The compulsory lock-in can help such investors. “Due to the five-year lock in, the investor is forced to stay invested for this period, allowing his money sufficient time to grow,” says G Pradeepkumar, chief executive officer, Union AMC.
Such labelled products also lead to mental slotting. “Investors who put money in a labelled fund are less likely to use it for other purposes,” says Arun Kumar, head of research, Fundsindia.com.
Stuck with an underperformer
The five-year lock-in can, at time, be problematic. “The investor could get stuck in an underperforming fund for a long period,” says Vaibhav Porwal, co-founder, dezerv.
These funds are also expensive. “Their regular plans tend to have high expense ratios,” says Deepesh Raghaw, founder, PersonalFinancePlan, a Sebi-registered investment advisor. Most of the regular plans have an expense ratio above 2 per cent, with the maximum going up to 2.69 per cent.
Besides the five-year lock in, there is little to distinguish these funds from open-end pure equity or hybrid funds. In terms of performance, too, it is hard to separate them. “Of the 25 retirement funds, 15 have been in existence for less than three years, so it is difficult to gauge their performance yet. However, their one- and three-year rolling returns are not very different, compared to equivalent hybrid or flexi-cap funds,” says Porwal.
Since they are active funds, the investor faces the risk of faulty security selection by the fund manager. They also don’t receive any special tax benefit.
These funds also don’t offer many of the features that a dedicated retirement product, such as the National Pension System (NPS), does. “In NPS, you are locked in until retirement (with only partial withdrawals allowed under special circumstances) to ensure forced saving for retirement. Here, the lock-in is for five years only, so the money could be used for other purposes. NPS has compulsory annuitisation which ensures an income stream for life. Here there is no such compulsion. Also, in NPS, either the investor controls the asset allocation or it is automatically determined by his life stage.”
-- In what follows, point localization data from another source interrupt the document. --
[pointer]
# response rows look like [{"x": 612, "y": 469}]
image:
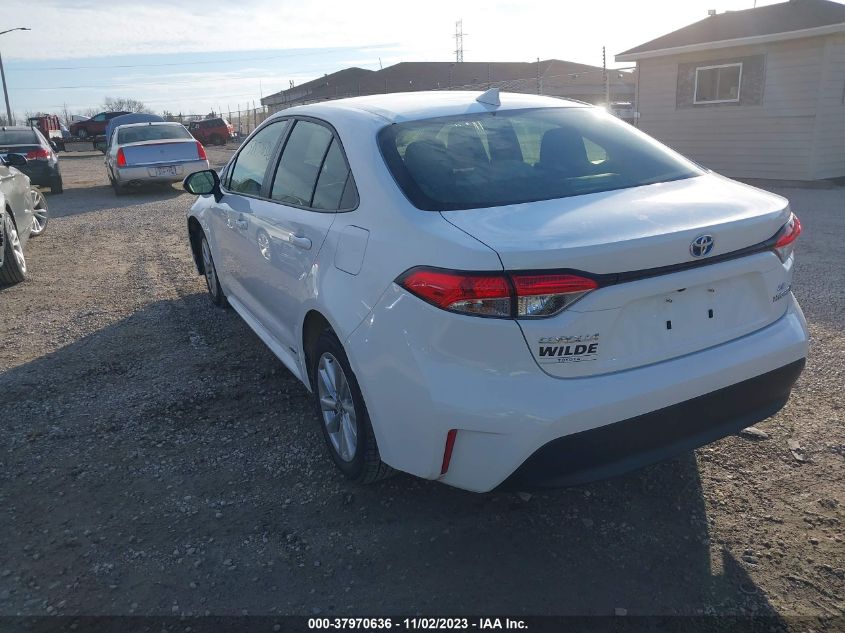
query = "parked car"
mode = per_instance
[
  {"x": 502, "y": 290},
  {"x": 42, "y": 165},
  {"x": 95, "y": 126},
  {"x": 125, "y": 119},
  {"x": 154, "y": 152},
  {"x": 216, "y": 131},
  {"x": 23, "y": 214},
  {"x": 50, "y": 128}
]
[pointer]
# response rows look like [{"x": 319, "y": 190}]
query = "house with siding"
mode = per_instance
[{"x": 758, "y": 93}]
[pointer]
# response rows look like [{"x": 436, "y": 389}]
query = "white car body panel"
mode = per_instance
[
  {"x": 424, "y": 371},
  {"x": 476, "y": 377}
]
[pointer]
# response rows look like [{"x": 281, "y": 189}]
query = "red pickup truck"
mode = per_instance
[{"x": 50, "y": 126}]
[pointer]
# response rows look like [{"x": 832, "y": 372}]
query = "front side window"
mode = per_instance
[
  {"x": 253, "y": 159},
  {"x": 300, "y": 164},
  {"x": 151, "y": 133},
  {"x": 18, "y": 137},
  {"x": 718, "y": 84},
  {"x": 492, "y": 159}
]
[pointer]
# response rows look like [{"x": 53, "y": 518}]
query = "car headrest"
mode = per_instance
[
  {"x": 430, "y": 166},
  {"x": 562, "y": 149},
  {"x": 465, "y": 146}
]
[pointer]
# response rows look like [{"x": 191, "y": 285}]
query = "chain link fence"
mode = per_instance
[{"x": 243, "y": 120}]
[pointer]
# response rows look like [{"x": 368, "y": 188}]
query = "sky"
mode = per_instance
[{"x": 195, "y": 56}]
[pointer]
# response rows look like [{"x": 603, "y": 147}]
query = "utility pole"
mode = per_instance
[
  {"x": 9, "y": 119},
  {"x": 606, "y": 77},
  {"x": 459, "y": 41}
]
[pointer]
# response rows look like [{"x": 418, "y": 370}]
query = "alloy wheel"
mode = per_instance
[
  {"x": 337, "y": 407},
  {"x": 17, "y": 248}
]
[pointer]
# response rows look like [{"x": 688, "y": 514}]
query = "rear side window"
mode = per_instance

In a mutual fund, the asset allocation can’t be changed inside one fund. In a retirement fund, the investor doesn’t control the asset allocation. The asset allocation does not depend on the age of the investor either. It is the same for a 28- or a 58-year-old. And if the investor uses a second fund to manage asset allocation, switching between these funds would result in a tax liability. NPS doesn’t have such issues.
Should you invest?
Investors, especially those who are new to equities and lack the discipline to stay invested for the long-term, could benefit from the lock-in in these funds.
Those who have an advisor to handhold them, or have the necessary discipline to stay invested amid volatility, can build their retirement portfolios using a mix of equity and debt funds (also Employees Provident Fund and NPS).
Those who choose to invest in these funds must do a lot of due diligence, given the long lock-in. “Ensure that the fund’s equity portfolio has a decent track record and check the debt portion for credit and duration risk,” says Kumar.